Generally, the definition of computer vision should include the following three aspects:

• 1. Constructing a clear and meaningful description of objective objects in images;

• 2. Calculating the characteristics of the three-dimensional world from one or more digital images;

• 3. Making useful decisions about objective objects and scenes based on perceived images.

As an emerging discipline, computer vision attempts to establish artificial intelligence systems that extract “information” from images or multidimensional data through the study of relevant theories and technologies. Computer vision is a comprehensive discipline that includes computer science and engineering, signal processing, physics, applied mathematics, statistics, neurophysiology, and cognitive science, and is closely related to image processing, pattern recognition, projective geometry, statistical inference, statistical learning, and other disciplines. In recent years, it has also established strong connections with disciplines such as computer graphics and three-dimensional representation.

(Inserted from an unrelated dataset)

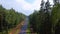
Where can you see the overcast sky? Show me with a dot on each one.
(24, 6)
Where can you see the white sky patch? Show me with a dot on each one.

Artificial Intelligence and Computer Vision

Computer vision is closely related to artificial intelligence, but there are essential differences. The goal of artificial intelligence is to enable computers to see, hear, and read. The understanding of images, speech, and text constitutes the three main parts of current artificial intelligence. Among these fields of artificial intelligence, vision is the core. It is well known that vision accounts for 80% of all sensory input in humans and is also the most challenging part of perception. If artificial intelligence is a revolution, then it will originate from computer vision, not other fields.

Artificial intelligence emphasizes reasoning and decision-making, but at least currently, computer vision is still primarily at the stage of image information expression and object recognition. “Object recognition and scene understanding” also involves reasoning and decision-making from image features, but there are essential differences from the reasoning and decision-making of artificial intelligence.

The Relationship Between Computer Vision and Artificial Intelligence:

• First, it is a very important problem that artificial intelligence needs to solve.

• Second, it is currently a strong driving force for artificial intelligence. Many applications and technologies have emerged from computer vision and are then re-applied to the AI field.

• Third, computer vision has a large foundation of quantum AI applications.

The Principles of Computer Vision Technology

Computer vision uses various imaging systems to replace visual organs as input-sensitive means, with computers replacing the brain to complete processing and interpretation. The ultimate research goal of computer vision is to enable computers to observe and understand the world through vision like humans, possessing the ability to autonomously adapt to the environment. Before achieving the final goal, the ultimate goal that people strive for is to establish a visual system that can complete certain tasks based on a certain degree of visual sensitivity and feedback intelligence. For example, an important application area of computer vision is the visual navigation of autonomous vehicles, which has not yet achieved the ability to recognize and understand any environment and complete autonomous navigation like humans. Therefore, the research goal is to achieve a visual assistance driving system that can track roads on highways and avoid collisions with vehicles ahead.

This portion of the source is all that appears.